Not only did Latinos swing the election in favor of the President in battleground states such as Nevada, Colorado and Florida, but more Latinos than ever will be serving in Congress for at least the next two years: 31 altogether—28 in the House of Representatives and three in the Senate.
Among the newcomers there are two Latina congresswomen-elect who will be going to Washington D.C. for the first time: Gloria Negrete McLeod of California and Michelle Luján Grisham of New Mexico, both Democrats.
In Puerto Rico, the capital city of San Juan elected its third female mayor in its history, Carmen Yulín Cruz, also a Democrat.
In general, more women of all colors, backgrounds and political persuasions than ever will be serving in Congress in 2013-14. A historical feat.
Congratulations to all. And congratulations to ourselves for making this happen.

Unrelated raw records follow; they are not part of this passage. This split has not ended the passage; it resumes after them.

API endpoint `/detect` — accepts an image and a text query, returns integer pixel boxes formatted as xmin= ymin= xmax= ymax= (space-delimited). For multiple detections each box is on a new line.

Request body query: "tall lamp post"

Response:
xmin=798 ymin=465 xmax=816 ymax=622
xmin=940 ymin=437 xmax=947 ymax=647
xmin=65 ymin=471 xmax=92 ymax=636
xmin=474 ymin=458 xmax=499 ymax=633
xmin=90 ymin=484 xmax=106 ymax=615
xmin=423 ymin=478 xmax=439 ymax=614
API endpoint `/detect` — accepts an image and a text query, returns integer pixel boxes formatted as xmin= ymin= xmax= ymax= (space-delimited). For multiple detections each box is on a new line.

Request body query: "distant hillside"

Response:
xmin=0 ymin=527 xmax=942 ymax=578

Our suffragist foremothers I wrote about last week must be dancing in their graves.
Since last Wednesday, experts and media opinionators have been discussing what happened on Election Day. Most of them concluded that for the first time, the electorate reflected the new face of America, browner, younger and more female than in any other election in the past.
Latinos got the most mentions as the new power to reckon with. It was about time.
This new-found muscle will surely help pass a new immigration reform law sooner than anticipated. But let’s be prepared: Not everyone will like it. You cannot always get exactly what you want.
We also need to be prepared for our new visibility and influence. As I have often mentioned, we must demand more Latinos to appear on political talk shows who can articulate our issues and educate the American public about who we are.
In other words, as we get our place in the dining room table with the adults instead of the make-shift little table with the kiddies, we must be better prepared and better educated to handle the knife and fork properly and to not talk with our mouth full.
Finally, let’s not start dating with the first guy who comes a-courting. Now we can pick and choose.